Introduction
The kernel is the primary part of any operating system and has complete control over all processes and memory. Replacing kernel code may lead to drastic outcomes, including a crash and a state, where it is impossible to restore the system. Despite these risks, antivirus designers often use kernel-mode mechanisms to enable self-defense. On 64-bit versions, however, kernel patching was disabled due to security concerns, and antivirus vendors have to look for alternative methods.
Overview
Windows supports a wide variety of software, and providing all applications with full control over the system would not be safe. Therefore, the developers of the product designed two access levels to separate user applications from system software. In user mode, software programs are given virtual address space, which is the only address array they can manipulate (User mode and kernel mode, 2017). Under such restrictions, applications do not have the capacity to affect the functioning of other software, including critical operating system processes. When a user-mode program crashes, only the process associated with this application stops (User mode and kernel mode, 2017). In kernel mode, however, there is only one virtual address space that is shared by all kernel software, including drivers and the kernel itself (User mode and kernel mode, 2017). Such an elevated control over the operating system may be necessary for some circumstances, but there is an implication to consider. A crash of kernel-mode application leads to the stop of the whole operating system, an event that is usually called the Blue Screen of Death (BSOD).
Benefits of Kernel Mode
An antivirus’s primary task is to protect the computer system from external threats. It can prevent malicious software from being installed by scanning each file that is downloaded from the internet. Modern malware, however, is sophisticated, and before initiating any attacks and concealing itself from the antivirus, it first tries to disable the security component of the computer (Mohanta & Saldanha, 2020). Therefore, it is essential for antivirus software to be able to protect itself, or it will be rendered useless. Designers of security software often write software that runs in kernel mode; that is, it calls kernel commands directly and has access to the whole memory of the system (Mohanta & Saldanha, 2020). While it is dangerous to operate in kernel mode as it may lead to the crash of the whole system, it is often necessary to make the antivirus a kernel software. Malware could also be running in kernel mode and may try to stop the antivirus process (Mohanta & Saldanha, 2020). After successfully halting the security software, viruses may even try to uninstall it from the computer.
A specific example is the usage of WinAPI calls to terminate a process. In user-mode, the command NtTerminateProcess is called when an application process is asked to be stopped (Mohanta & Saldanha, 2020). If an antivirus is requested to be stopped using this method, generally, callers receive a denied access status. Kernel-mode rootkits, however, do not use user-mode WinAPI commands; instead, they have privileged access and can stop any process without any restriction using ZwTerminateProcess (Mohanta & Saldanha, 2020). For an antivirus to be able to protect itself from such attacks, it has to operate at a kernel-level too. It has to continuously scan what commands are being executed and what memory addresses are being accessed. In case a program wants to halt the antivirus process, the security software immediately detects what component initiated the call and can label it as malware and proceed with either deleting it or quarantining it. This method is called WinAPI hooking through kernel patching and had been supported by many antivirus vendors until Microsoft decided to implement kernel patch protection (Mohanta & Saldanha, 2020). Hooking user-mode calls are currently the only way of providing some level of self-defense without affecting the kernel.
Alternative Methods
With the advent of 64-bit Windows versions, there has been a significant change in how antiviruses ensure self-protection. Microsoft has not ever supported kernel patching because the company believes that it leads to security flaws. When antiviruses inject their code into the kernel, the latter is essentially replaced by a third-party code that has not been tested to operate efficiently without causing any damage to the rest of the system. While there are many benefits of writing kernel-mode self-protection mechanisms, it often leads to BSOD.

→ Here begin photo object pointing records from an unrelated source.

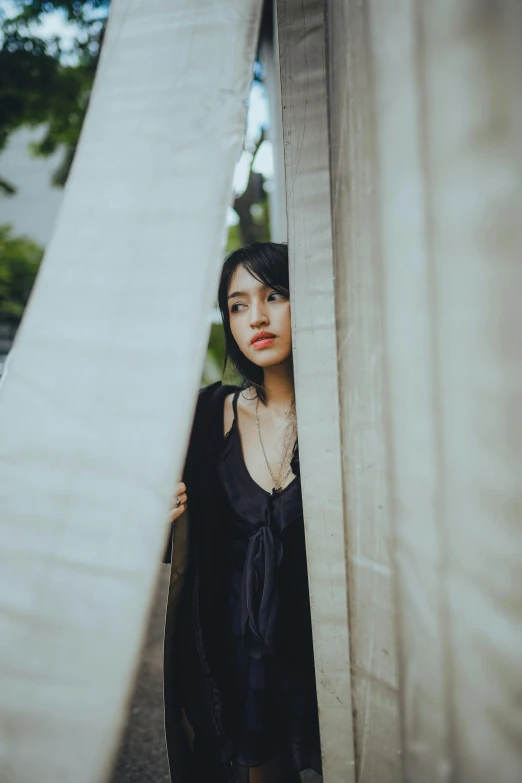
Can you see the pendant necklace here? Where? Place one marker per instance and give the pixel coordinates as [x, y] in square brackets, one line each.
[277, 485]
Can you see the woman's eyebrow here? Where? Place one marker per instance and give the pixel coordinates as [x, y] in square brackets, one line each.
[262, 287]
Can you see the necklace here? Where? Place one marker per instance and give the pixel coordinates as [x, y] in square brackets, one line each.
[277, 485]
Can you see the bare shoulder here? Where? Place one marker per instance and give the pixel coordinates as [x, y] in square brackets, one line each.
[228, 413]
[246, 403]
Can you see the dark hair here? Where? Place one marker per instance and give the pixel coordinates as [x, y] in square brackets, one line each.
[268, 263]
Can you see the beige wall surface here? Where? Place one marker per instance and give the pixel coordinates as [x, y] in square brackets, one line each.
[96, 405]
[305, 142]
[424, 116]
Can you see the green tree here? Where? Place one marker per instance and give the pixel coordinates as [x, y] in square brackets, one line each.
[42, 82]
[19, 262]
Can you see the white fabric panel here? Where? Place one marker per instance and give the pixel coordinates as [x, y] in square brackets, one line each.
[97, 402]
[363, 395]
[305, 135]
[448, 119]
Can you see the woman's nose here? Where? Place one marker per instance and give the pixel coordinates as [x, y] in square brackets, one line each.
[257, 316]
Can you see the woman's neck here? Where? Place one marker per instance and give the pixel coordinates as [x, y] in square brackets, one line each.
[279, 386]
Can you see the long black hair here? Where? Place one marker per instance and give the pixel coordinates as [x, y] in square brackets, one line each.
[268, 263]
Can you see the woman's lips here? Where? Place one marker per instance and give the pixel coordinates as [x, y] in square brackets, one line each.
[265, 342]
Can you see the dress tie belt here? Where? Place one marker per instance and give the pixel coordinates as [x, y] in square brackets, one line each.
[259, 592]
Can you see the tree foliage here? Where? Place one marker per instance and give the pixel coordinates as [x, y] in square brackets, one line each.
[48, 82]
[19, 261]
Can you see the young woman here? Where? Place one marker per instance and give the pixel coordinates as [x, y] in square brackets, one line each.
[238, 645]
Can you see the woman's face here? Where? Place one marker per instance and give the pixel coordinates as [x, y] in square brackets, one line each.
[253, 309]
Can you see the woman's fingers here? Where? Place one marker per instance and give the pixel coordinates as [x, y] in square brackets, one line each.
[179, 501]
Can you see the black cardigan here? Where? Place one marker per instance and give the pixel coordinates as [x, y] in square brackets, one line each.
[193, 622]
[196, 602]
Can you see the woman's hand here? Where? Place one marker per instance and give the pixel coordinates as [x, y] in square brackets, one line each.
[181, 499]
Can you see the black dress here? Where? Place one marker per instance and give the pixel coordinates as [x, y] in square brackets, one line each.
[268, 681]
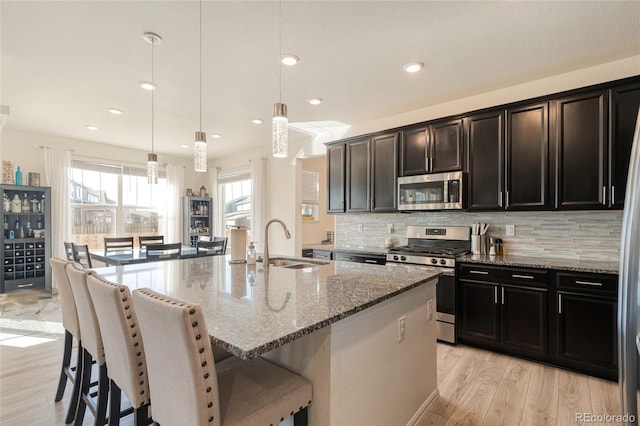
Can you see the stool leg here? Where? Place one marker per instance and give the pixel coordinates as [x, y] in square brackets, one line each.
[103, 396]
[84, 386]
[141, 415]
[66, 362]
[114, 405]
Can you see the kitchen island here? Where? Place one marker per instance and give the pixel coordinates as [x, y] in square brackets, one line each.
[364, 335]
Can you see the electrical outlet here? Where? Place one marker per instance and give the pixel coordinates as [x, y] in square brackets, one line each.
[402, 328]
[511, 230]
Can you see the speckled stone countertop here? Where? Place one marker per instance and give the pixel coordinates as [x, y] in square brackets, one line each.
[250, 310]
[544, 262]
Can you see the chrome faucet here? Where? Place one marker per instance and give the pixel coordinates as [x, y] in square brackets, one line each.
[266, 239]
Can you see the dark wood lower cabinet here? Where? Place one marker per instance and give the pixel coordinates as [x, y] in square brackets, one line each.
[587, 334]
[563, 318]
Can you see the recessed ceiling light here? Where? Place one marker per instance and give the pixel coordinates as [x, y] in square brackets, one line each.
[147, 85]
[413, 66]
[290, 59]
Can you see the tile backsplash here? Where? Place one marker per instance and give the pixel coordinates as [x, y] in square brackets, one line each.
[591, 235]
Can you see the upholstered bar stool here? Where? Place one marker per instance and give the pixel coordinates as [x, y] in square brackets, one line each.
[189, 388]
[123, 347]
[71, 331]
[92, 348]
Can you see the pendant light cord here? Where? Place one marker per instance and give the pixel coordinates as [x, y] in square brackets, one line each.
[280, 49]
[200, 29]
[153, 42]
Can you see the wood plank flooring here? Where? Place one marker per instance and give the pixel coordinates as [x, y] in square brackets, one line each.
[477, 387]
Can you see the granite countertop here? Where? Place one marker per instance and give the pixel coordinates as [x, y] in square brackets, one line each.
[250, 310]
[590, 266]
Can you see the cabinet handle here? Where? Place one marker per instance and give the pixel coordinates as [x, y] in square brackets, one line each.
[589, 283]
[613, 195]
[560, 304]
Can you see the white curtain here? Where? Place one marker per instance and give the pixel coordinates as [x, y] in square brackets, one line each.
[57, 166]
[173, 222]
[258, 187]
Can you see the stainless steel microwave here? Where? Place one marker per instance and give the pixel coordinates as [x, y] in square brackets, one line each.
[437, 191]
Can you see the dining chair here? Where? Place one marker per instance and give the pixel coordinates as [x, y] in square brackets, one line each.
[71, 331]
[163, 251]
[154, 239]
[123, 348]
[188, 387]
[82, 256]
[210, 248]
[225, 239]
[68, 249]
[118, 243]
[92, 349]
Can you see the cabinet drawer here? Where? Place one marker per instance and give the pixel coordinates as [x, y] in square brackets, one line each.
[500, 274]
[592, 283]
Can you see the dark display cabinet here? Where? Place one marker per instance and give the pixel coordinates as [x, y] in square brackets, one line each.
[197, 219]
[26, 239]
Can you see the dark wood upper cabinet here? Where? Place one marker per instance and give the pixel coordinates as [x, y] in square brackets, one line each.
[526, 165]
[413, 152]
[358, 176]
[384, 172]
[623, 110]
[446, 146]
[432, 149]
[485, 141]
[580, 151]
[336, 178]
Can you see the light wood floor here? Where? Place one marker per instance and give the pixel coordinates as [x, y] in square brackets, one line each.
[476, 387]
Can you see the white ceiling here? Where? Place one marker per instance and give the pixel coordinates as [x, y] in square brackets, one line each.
[65, 62]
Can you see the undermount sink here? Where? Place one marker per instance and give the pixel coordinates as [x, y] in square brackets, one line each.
[295, 263]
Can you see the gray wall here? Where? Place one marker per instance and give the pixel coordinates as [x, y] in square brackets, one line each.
[567, 235]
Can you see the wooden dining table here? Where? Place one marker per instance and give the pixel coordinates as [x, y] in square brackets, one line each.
[135, 255]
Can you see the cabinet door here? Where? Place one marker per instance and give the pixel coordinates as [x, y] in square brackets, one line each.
[413, 152]
[527, 148]
[384, 172]
[524, 318]
[446, 146]
[486, 160]
[624, 104]
[358, 176]
[580, 151]
[479, 311]
[335, 178]
[587, 333]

With kernel patching protection developed by Microsoft, antivirus vendors can no longer make their software operate in kernel mode. An alternative way of ensuring security is hooking to user-mode WinAPI calls (Mohanta & Saldanha, 2020). However, this method is not effective because security researchers have established that patch protection mechanisms can be circumvented by malware developers (Bölük, 2019). In other words, it would be unethical for antivirus designers to make their programs avoid kernel patch protection even if they could, but hackers rarely wish to behave in an ethical manner. Therefore, despite providing some level of protection against common malicious software, user-mode hooking is not effective against kernel-mode rootkits.
Conclusion
Executing some of the antivirus components in kernel-mode can allow the security mechanism to prevent malicious software from tampering with antivirus files and processes. This self-protection, however, comes at a cost – kernel-mode execution increases the risk of system crashes and data loss. Microsoft has disallowed antivirus developers from patching the kernel since the emergence of 64-bit versions of its operating system. Today, antivirus designers may use user-mode hooking, but it is effective against kernel-mode rootkits.
References
Bölük, Can. (2019). ByePg: Defeating patchguard using exception-hooking. GitHub.
Mohanta, A., & Saldanha, A. (2020). Malware analysis and detection engineering. Apress.
User mode and kernel mode. (2017). Microsoft.